- App icon
- Developer: 3 Sprockets
- Publisher: 3 Sprockets
- Composer: Christopher Larkin
- Platforms: iOS, Android
- Release: August 17, 2016
- Mode: Single-player

= Outfolded =

2016 video game

Outfolded is a 2016 puzzle video game developed and published by the Australian studio 3 Sprockets. It was released for iOS on August 17, 2016. The goal of the game is to unfold various three-dimensional shapes so that after all the shapes have been used, at least one of the shape's sides lands on the goal square.

== Gameplay ==
The player is given three 3D shapes that will need to trace a path from the starting square to the goal square. The player then taps and drags one of the shapes from a ribbon on the left side of the screen to put it into play. Then, the player swipes in the direction they want the shape to unfold. When a shape runs out of sides, there will be a flashing square which is where the next shape can be played and this repeats until the player reaches the goal point. The shapes must stay in contact with the game board (if there are no possible ways a shape's planes can be unfolded while maintaining contact with the board they will disappear) and all shapes must be used. To complete a level, one of the unfolded squares must land on the goal square.

Once a level is completed (by reaching the goal square), the player seamlessly goes to the next level which starts at the end of the previous level.
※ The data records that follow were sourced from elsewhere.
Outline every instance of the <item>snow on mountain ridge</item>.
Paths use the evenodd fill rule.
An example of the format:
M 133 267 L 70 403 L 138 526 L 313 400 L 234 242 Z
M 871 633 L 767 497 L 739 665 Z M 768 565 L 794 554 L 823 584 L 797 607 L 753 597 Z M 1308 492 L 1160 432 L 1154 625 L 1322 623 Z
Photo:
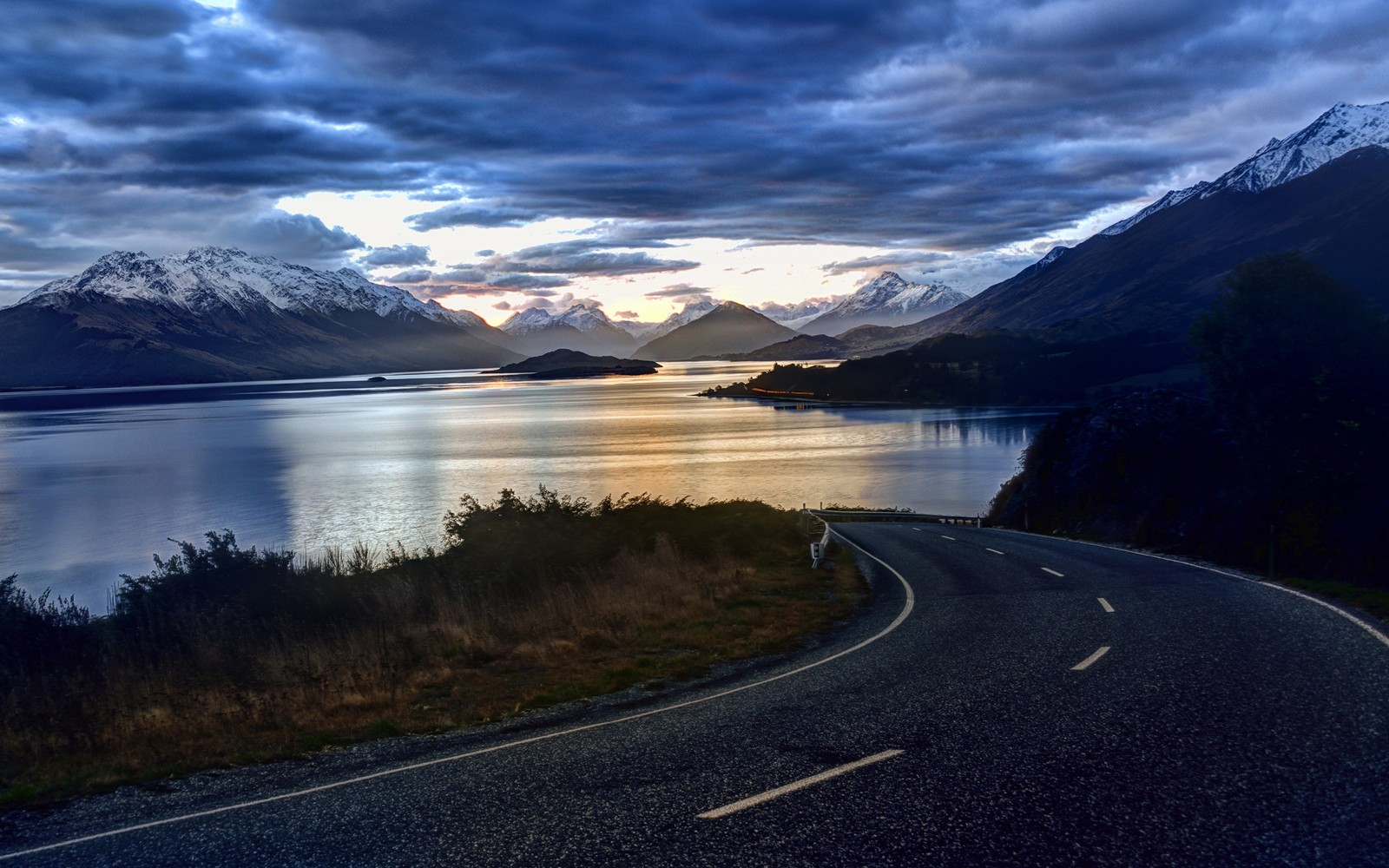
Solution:
M 945 283 L 908 283 L 897 272 L 885 271 L 801 328 L 810 328 L 818 319 L 843 321 L 871 315 L 900 318 L 915 311 L 954 307 L 965 299 L 964 293 Z
M 1179 206 L 1193 196 L 1207 199 L 1222 190 L 1261 193 L 1313 172 L 1360 147 L 1389 147 L 1389 103 L 1351 106 L 1336 103 L 1315 121 L 1286 139 L 1270 139 L 1215 181 L 1200 181 L 1185 190 L 1168 190 L 1138 214 L 1101 229 L 1120 235 L 1157 211 Z
M 139 299 L 193 312 L 224 307 L 239 312 L 256 307 L 318 314 L 346 310 L 379 317 L 415 314 L 460 324 L 453 315 L 457 311 L 426 304 L 396 286 L 372 283 L 349 268 L 317 271 L 235 247 L 194 247 L 158 258 L 117 250 L 79 275 L 40 286 L 18 304 L 57 307 L 81 293 Z

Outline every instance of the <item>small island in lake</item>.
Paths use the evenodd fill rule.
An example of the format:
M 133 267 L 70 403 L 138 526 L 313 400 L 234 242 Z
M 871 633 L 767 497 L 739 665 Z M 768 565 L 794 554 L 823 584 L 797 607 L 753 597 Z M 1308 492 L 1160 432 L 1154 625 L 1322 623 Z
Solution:
M 532 356 L 524 361 L 501 365 L 489 374 L 529 374 L 532 379 L 572 379 L 579 376 L 632 376 L 656 374 L 661 365 L 644 358 L 618 358 L 617 356 L 589 356 L 578 350 L 551 350 L 543 356 Z

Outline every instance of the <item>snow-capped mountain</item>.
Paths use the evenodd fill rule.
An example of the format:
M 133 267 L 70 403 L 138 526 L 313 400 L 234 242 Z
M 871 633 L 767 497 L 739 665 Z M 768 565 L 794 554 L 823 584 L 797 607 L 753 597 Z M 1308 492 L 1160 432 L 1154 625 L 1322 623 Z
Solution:
M 1185 190 L 1168 190 L 1133 217 L 1103 229 L 1120 235 L 1140 221 L 1189 199 L 1210 199 L 1222 190 L 1261 193 L 1314 172 L 1332 160 L 1368 146 L 1389 146 L 1389 103 L 1350 106 L 1336 103 L 1315 121 L 1286 139 L 1270 139 L 1254 156 L 1215 181 L 1201 181 Z M 1047 254 L 1050 256 L 1050 254 Z
M 1358 136 L 1371 124 L 1340 136 L 1322 122 L 1356 115 L 1346 108 L 1358 107 L 1326 112 L 1290 136 L 1293 144 L 1285 154 L 1275 154 L 1274 146 L 1261 158 L 1276 156 L 1276 164 L 1288 168 L 1301 165 L 1297 150 L 1303 157 L 1325 153 L 1313 143 L 1363 140 Z M 1208 308 L 1232 268 L 1271 251 L 1300 253 L 1379 310 L 1389 310 L 1382 253 L 1389 226 L 1389 144 L 1356 147 L 1290 179 L 1283 179 L 1283 169 L 1256 168 L 1240 164 L 1221 176 L 1238 179 L 1242 187 L 1186 196 L 1124 232 L 1095 235 L 1049 254 L 1045 267 L 1029 265 L 946 314 L 890 333 L 840 337 L 851 351 L 865 354 L 985 329 L 1045 329 L 1068 337 L 1138 331 L 1181 335 Z M 1256 182 L 1265 186 L 1254 190 Z
M 839 335 L 858 325 L 907 325 L 947 311 L 970 296 L 945 283 L 908 283 L 885 271 L 799 331 Z
M 664 335 L 669 335 L 682 325 L 689 325 L 694 322 L 704 314 L 710 312 L 718 306 L 718 301 L 686 301 L 685 307 L 679 311 L 671 314 L 665 319 L 661 319 L 656 325 L 643 329 L 640 335 L 635 335 L 639 340 L 656 340 Z
M 806 299 L 804 301 L 796 301 L 795 304 L 778 304 L 775 301 L 768 301 L 765 304 L 754 306 L 753 310 L 758 314 L 771 318 L 774 322 L 781 322 L 785 326 L 796 328 L 797 322 L 810 322 L 815 317 L 824 314 L 833 306 L 843 301 L 847 296 L 833 296 L 831 299 Z
M 528 307 L 511 314 L 500 328 L 529 356 L 560 349 L 604 356 L 636 347 L 636 339 L 626 329 L 590 304 L 575 304 L 563 314 Z
M 351 269 L 242 250 L 117 251 L 0 310 L 0 386 L 492 367 L 510 337 Z
M 194 247 L 183 254 L 150 257 L 115 251 L 86 271 L 46 283 L 18 304 L 63 306 L 75 297 L 138 299 L 190 312 L 246 311 L 269 306 L 296 314 L 372 312 L 419 315 L 436 322 L 472 325 L 478 317 L 425 303 L 396 286 L 372 283 L 350 268 L 318 271 L 235 247 Z

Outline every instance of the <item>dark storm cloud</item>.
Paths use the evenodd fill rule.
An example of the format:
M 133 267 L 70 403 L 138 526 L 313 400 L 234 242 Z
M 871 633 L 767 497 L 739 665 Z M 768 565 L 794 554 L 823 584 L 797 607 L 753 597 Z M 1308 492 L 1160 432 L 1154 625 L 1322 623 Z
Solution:
M 315 260 L 360 250 L 363 240 L 342 226 L 326 226 L 311 214 L 278 211 L 264 217 L 243 232 L 244 242 L 256 251 L 282 258 Z
M 499 289 L 540 290 L 554 286 L 568 286 L 569 283 L 571 281 L 568 278 L 533 274 L 504 274 L 488 278 L 488 286 L 496 286 Z
M 0 207 L 43 190 L 4 212 L 50 249 L 44 232 L 85 225 L 65 237 L 264 240 L 343 261 L 363 244 L 257 221 L 285 196 L 399 190 L 444 203 L 410 218 L 419 231 L 610 221 L 606 249 L 508 254 L 489 274 L 693 267 L 642 239 L 971 251 L 1214 176 L 1336 100 L 1389 99 L 1383 3 L 242 0 L 235 18 L 185 0 L 10 0 L 4 12 Z M 135 211 L 99 217 L 136 196 Z M 624 232 L 633 243 L 617 243 Z
M 435 211 L 411 214 L 406 222 L 417 232 L 428 232 L 446 226 L 524 226 L 544 217 L 533 210 L 453 203 Z
M 407 268 L 386 278 L 386 283 L 425 283 L 433 279 L 428 268 Z

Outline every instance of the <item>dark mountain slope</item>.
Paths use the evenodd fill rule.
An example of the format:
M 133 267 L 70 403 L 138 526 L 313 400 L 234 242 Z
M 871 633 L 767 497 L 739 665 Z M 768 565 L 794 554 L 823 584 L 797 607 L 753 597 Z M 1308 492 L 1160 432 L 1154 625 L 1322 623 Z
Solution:
M 996 283 L 958 307 L 897 329 L 856 329 L 856 351 L 988 328 L 1039 329 L 1085 321 L 1090 335 L 1182 331 L 1236 264 L 1300 251 L 1389 310 L 1389 150 L 1364 147 L 1264 190 L 1224 190 L 1151 214 L 1121 235 L 1097 235 L 1045 268 Z
M 724 301 L 699 319 L 642 344 L 635 356 L 668 361 L 696 356 L 750 353 L 795 336 L 795 331 L 749 307 Z

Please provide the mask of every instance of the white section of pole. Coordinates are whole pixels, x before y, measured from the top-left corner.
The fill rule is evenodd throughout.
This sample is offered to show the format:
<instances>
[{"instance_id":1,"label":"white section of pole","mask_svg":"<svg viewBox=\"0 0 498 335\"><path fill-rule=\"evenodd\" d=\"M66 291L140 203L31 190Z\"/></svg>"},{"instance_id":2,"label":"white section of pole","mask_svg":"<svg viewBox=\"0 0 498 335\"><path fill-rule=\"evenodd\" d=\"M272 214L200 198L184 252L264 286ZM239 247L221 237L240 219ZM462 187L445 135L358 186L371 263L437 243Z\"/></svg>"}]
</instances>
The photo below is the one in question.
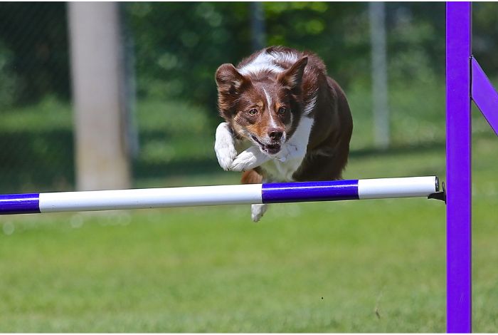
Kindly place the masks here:
<instances>
[{"instance_id":1,"label":"white section of pole","mask_svg":"<svg viewBox=\"0 0 498 335\"><path fill-rule=\"evenodd\" d=\"M40 212L260 204L261 184L40 194Z\"/></svg>"},{"instance_id":2,"label":"white section of pole","mask_svg":"<svg viewBox=\"0 0 498 335\"><path fill-rule=\"evenodd\" d=\"M386 9L383 2L369 4L371 43L372 99L375 145L381 149L391 143L387 85Z\"/></svg>"},{"instance_id":3,"label":"white section of pole","mask_svg":"<svg viewBox=\"0 0 498 335\"><path fill-rule=\"evenodd\" d=\"M436 192L437 177L361 179L358 180L360 199L428 197Z\"/></svg>"}]
</instances>

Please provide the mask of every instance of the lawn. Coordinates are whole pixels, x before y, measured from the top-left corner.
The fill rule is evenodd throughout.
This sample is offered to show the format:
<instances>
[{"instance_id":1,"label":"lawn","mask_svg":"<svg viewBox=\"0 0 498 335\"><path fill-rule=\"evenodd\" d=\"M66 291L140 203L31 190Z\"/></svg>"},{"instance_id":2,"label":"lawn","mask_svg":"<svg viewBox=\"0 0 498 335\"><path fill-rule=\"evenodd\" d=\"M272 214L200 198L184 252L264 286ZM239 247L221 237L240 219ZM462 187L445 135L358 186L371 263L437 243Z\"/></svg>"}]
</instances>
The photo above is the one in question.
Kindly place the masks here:
<instances>
[{"instance_id":1,"label":"lawn","mask_svg":"<svg viewBox=\"0 0 498 335\"><path fill-rule=\"evenodd\" d=\"M483 122L473 153L477 332L498 329L498 140ZM345 177L444 180L444 165L440 145L358 150ZM204 184L237 181L209 176ZM274 205L258 224L248 206L0 223L1 332L445 329L445 206L436 200Z\"/></svg>"}]
</instances>

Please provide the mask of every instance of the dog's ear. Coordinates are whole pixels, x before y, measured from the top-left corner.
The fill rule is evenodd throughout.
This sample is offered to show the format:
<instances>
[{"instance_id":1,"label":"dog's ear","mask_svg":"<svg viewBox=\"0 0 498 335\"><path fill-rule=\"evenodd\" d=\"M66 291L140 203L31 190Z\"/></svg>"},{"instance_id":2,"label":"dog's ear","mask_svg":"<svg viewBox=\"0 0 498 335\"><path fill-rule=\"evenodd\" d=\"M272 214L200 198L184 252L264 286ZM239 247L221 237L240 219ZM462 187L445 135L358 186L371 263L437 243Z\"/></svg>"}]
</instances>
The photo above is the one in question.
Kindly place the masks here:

If the player makes a mistake, the player can tap the undo button to go back one move and long press the undo button to start a level over. The player is given a chance to undo unlimited times.

== Reception ==
Outfolded received mostly positive reviews. Gamezebo gave the game 4 out of 5 stars, praising the mechanic of the game feeling "fresh" and the colors, sounds, and effects as "enduring and relaxing" while criticizing the precision required to swipe to flip a shape. ApplenApps gave the game a rating of 4.0 out of 5 praising the seamless levels, a "compelling mechanic" and a "well thought out design" while criticizing the fact that the "levels can blend in a little bit" and there "could be more variation".